As described above, according to the present invention, (1) Since the SOFC is manufactured by the manufacturing method according to any one of claims 1 to 5, the electrolyte and the cathode are SOF.
At the operating temperature of C, adhesion was sufficiently effective. Therefore, a metal substrate can be used, and the interface resistance between the electrolyte and the cathode can be kept low, so that a highly reliable SO with excellent battery characteristics can be used.
FC can be manufactured.

(2) If the cathode is manufactured by the manufacturing method according to the sixth aspect, the cathode and the separator are sufficiently and effectively adhered to each other at the operating temperature of the SOFC, and the interfacial resistance therebetween can be suppressed low.
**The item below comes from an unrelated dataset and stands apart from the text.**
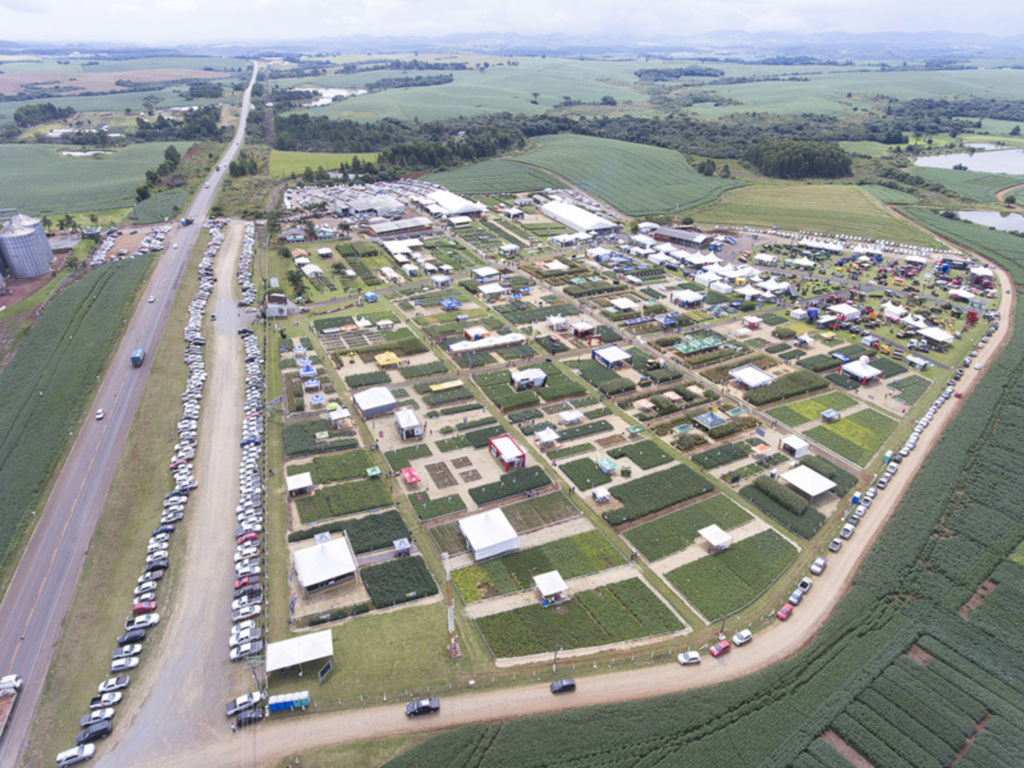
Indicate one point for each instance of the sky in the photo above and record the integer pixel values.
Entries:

Thus, a highly reliable SOFC having more excellent battery characteristics can be manufactured.

[Brief description of the drawings]

FIG. 1 is a flowchart showing a method for producing a cathode slurry in a production method of the present invention.
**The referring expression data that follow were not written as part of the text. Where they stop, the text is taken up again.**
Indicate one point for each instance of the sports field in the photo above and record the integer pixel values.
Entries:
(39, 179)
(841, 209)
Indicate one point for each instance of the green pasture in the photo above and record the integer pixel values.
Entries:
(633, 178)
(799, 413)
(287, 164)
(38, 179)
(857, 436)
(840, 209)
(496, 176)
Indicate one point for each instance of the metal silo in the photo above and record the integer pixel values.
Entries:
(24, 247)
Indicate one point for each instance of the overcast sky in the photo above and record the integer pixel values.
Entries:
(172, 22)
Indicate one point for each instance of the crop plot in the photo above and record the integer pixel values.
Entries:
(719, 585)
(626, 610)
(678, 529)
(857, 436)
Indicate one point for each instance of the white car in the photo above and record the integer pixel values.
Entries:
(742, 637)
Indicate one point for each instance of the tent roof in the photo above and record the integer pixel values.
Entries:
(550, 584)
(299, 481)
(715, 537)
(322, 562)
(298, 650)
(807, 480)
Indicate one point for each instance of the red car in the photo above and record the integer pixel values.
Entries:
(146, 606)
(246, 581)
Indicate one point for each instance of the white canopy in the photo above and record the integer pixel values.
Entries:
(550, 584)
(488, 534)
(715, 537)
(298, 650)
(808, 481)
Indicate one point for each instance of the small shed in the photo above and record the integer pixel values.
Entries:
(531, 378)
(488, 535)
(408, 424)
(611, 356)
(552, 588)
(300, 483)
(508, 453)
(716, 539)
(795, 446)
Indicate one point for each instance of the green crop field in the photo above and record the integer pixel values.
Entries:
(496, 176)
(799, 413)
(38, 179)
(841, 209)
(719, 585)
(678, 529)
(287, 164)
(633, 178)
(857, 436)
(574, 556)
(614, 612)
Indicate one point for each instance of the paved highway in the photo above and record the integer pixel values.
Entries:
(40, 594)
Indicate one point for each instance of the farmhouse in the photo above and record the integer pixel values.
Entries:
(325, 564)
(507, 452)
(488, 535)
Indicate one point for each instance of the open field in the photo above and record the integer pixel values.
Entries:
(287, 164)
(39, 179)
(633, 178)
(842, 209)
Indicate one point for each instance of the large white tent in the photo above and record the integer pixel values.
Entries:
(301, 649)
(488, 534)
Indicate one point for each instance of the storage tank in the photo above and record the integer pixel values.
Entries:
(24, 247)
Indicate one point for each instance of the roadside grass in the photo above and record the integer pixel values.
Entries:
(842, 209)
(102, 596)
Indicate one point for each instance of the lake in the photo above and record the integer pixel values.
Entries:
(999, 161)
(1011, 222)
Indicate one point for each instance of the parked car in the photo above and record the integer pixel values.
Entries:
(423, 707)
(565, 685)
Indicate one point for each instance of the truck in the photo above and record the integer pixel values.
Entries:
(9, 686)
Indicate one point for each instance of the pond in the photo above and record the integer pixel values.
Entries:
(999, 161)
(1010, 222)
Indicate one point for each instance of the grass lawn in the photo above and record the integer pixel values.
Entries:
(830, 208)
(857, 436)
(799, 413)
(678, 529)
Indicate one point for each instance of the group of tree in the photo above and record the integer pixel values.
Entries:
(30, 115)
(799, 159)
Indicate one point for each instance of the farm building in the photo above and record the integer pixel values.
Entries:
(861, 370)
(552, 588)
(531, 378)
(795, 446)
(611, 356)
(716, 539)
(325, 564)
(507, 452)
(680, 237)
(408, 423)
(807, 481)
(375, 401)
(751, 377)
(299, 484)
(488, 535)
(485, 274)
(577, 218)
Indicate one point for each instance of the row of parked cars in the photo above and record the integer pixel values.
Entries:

FIG. 2 is a basic structural diagram of a cell manufactured in a first embodiment of the manufacturing method of the present invention.
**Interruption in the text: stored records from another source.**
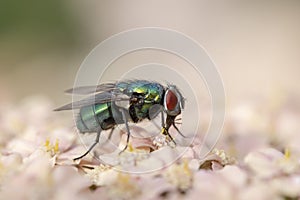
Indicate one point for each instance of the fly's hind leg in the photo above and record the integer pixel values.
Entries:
(91, 147)
(127, 129)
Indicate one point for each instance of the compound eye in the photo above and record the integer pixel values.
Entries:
(171, 100)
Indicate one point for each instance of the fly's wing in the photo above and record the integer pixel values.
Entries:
(84, 90)
(98, 98)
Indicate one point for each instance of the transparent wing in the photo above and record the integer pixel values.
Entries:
(84, 90)
(103, 97)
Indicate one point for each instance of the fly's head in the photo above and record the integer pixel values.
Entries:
(173, 103)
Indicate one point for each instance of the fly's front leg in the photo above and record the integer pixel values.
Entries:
(91, 147)
(165, 128)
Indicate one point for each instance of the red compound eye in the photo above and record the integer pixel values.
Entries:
(171, 100)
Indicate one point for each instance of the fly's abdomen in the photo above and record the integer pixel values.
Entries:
(95, 117)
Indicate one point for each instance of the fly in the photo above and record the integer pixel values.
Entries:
(111, 104)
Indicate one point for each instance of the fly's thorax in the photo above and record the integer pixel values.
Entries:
(142, 95)
(94, 117)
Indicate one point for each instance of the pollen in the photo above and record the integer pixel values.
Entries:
(53, 149)
(287, 153)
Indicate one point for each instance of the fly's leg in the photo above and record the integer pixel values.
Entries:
(110, 134)
(91, 147)
(166, 132)
(178, 130)
(162, 119)
(127, 128)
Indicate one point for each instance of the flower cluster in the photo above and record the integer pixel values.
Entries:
(257, 158)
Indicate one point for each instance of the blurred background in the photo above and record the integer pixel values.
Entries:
(255, 44)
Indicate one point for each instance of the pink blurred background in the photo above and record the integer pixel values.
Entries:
(255, 44)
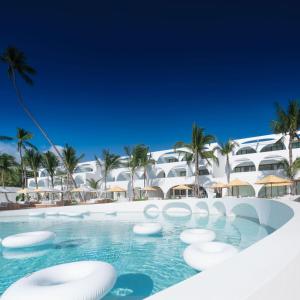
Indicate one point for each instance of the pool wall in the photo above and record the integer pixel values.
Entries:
(269, 269)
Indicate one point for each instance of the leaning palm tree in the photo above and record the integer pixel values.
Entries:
(145, 160)
(197, 150)
(50, 162)
(71, 161)
(22, 139)
(108, 163)
(133, 163)
(16, 62)
(8, 166)
(288, 124)
(226, 149)
(33, 160)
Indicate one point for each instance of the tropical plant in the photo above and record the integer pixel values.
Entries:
(93, 183)
(145, 160)
(133, 163)
(16, 62)
(8, 167)
(226, 149)
(50, 162)
(22, 139)
(71, 161)
(288, 124)
(197, 150)
(33, 160)
(108, 163)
FIG. 3 is a characteristic diagram showing the characteristics of a cell formed by the first embodiment of the manufacturing method of the present invention in comparison with the characteristics of a cell formed by the conventional manufacturing method.

FIG. 4 is a cross-sectional SEM photograph of a cathode of a cell formed and tested according to the first embodiment of the manufacturing method of the present invention.

FIG. 5 is a cross-sectional view illustrating an example of a basic configuration of a supporting film type SOFC.

FIG. 6 is a cross-sectional SEM photograph of a cathode of a cell formed and tested by a conventional manufacturing method.

[Explanation of symbols]

 DESCRIPTION OF SYMBOLS 1 Metal substrate 2 Anode 3 Electrolyte layer 4 Cathode

Claims (6)

[Claims] 1. A method for manufacturing a solid oxide fuel cell comprising a cell having an oxide solid electrolyte, an anode and a cathode, wherein a cathode powder is mixed with a sol comprising an alkoxide having the same composition as the cathode powder. A method for manufacturing a solid oxide fuel cell, comprising: forming a cathode slurry; and forming a cathode using the cathode slurry. 2. The method according to claim 1, wherein the ratio of the solid component of the sol contained in the cathode slurry is 10 to 20 wt.
%. The method for producing a solid oxide fuel cell according to claim 1, wherein the percentage is selected as%. 3. The solid electrolyte fuel according to claim 1, wherein the cathode slurry is formed by mixing the cathode powder and the sol, and then drying and gelling the sol. Battery manufacturing method. 4. The cathode is formed on the solid oxide electrolyte by a slurry coating method or a screen printing method using the cathode slurry, and then formed at the operating temperature of the solid oxide fuel cell.
The method for producing a solid oxide fuel cell according to any one of claims 1 to 3, wherein sintering is performed in n-situ. 5. Sintering a cathode formed on an oxide solid electrolyte at an operating temperature of a solid oxide fuel cell,
When crystallizing the gel in the cathode, bonding of MOM ′ (where M is a metal atom in the cathode and M ′ is a metal atom in the oxide solid electrolyte) between the gel and the electrolyte. The method for producing a solid oxide fuel cell according to claim 4, wherein the cathode is brought into close contact with the solid oxide electrolyte. 6. A solid oxide fuel cell comprising a plurality of cells each having an oxide solid electrolyte, an anode and a cathode interposed via a separator made of an airtight material, wherein the cathode slurry is used as a cathode of a separator. 6. The method for manufacturing a solid oxide fuel cell according to any one of claims 1 to 5, wherein the method is applied to a side surface or an upper surface of a cathode of a cell, and then laminated.